For psychiatry practices specifically in 2026, the choice between BrainsWay Deep TMS and EXOMIND depends on three factors: existing equipment compatibility (does the new device integrate with what you already run), patient mix and treatment volume (high-volume practices typically benefit from BrainsWay Deep TMS's deepest brain stimulation in tms category (6cm with h-coil) while lower-volume practices often prefer EXOMIND's only 6 sessions required (vs 20-36 for neurostar/brainsway)), and total cost of ownership over 5 years including consumables and maintenance. Run the side-by-side TCO analysis with realistic patient volume projections before committing to either platform.
BrainsWay Deep TMS vs EXOMIND: 2026 update on features and clinical evidence?
As of April 2026, both BrainsWay Deep TMS and EXOMIND continue commercial availability from BrainsWay and BTL Industries respectively. Recent updates worth tracking: software releases, new applicator launches, expanded FDA labeling indications, and new peer-reviewed clinical evidence publications. Manufacturer financial stability also matters for long-term support and parts availability. Both manufacturers share business updates periodically that inform the long-term outlook for each device.
How do I choose between BrainsWay Deep TMS and EXOMIND for my practice?
Use a structured decision framework: list 5-7 must-have requirements specific to your patient mix and practice economics, score BrainsWay Deep TMS and EXOMIND against each requirement on a 1-5 scale, weight the requirements by importance, then sum the weighted scores. The platform that scores meaningfully higher (10%+ gap) is the right choice. If the scores are within 10%, secondary factors decide: manufacturer relationship, financing terms, training availability, and resale value. Avoid choosing based on feature breadth alone because most devices in this category have similar feature checkboxes. The differentiation is in workflow fit, treatment results, and total cost over 5 years.

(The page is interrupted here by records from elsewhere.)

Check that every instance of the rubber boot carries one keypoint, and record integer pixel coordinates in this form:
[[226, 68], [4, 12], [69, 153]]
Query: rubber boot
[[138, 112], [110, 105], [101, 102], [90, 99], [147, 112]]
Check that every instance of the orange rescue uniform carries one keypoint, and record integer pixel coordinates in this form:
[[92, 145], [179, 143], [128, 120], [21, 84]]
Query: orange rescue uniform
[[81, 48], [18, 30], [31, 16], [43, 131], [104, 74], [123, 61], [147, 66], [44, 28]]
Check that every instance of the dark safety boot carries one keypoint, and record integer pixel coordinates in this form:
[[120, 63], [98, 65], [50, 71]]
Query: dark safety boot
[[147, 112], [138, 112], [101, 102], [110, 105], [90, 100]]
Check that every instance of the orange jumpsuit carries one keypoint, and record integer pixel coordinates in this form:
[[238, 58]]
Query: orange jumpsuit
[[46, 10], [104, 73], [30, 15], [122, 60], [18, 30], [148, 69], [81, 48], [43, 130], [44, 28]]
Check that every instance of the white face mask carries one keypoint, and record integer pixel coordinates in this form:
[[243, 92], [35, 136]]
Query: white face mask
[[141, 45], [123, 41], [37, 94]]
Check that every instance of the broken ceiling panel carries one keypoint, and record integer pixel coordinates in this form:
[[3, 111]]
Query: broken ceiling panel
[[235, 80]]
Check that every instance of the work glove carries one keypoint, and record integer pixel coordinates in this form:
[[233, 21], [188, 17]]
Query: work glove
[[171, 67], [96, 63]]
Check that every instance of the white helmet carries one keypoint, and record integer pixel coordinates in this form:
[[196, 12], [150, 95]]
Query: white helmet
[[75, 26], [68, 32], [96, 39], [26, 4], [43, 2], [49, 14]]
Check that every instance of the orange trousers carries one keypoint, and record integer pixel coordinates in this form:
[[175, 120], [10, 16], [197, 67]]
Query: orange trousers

Are there better alternatives to BrainsWay Deep TMS or EXOMIND in the tms devices category?
In the tms devices category, BrainsWay Deep TMS and EXOMIND are often the leading platforms but other alternatives may fit specific practice profiles better. Other category options include neurostar, magventure, nexstim. Run a 4-platform shortlist evaluation rather than a 2-platform binary because hidden alternatives sometimes outperform on the metrics that matter most to your specific practice.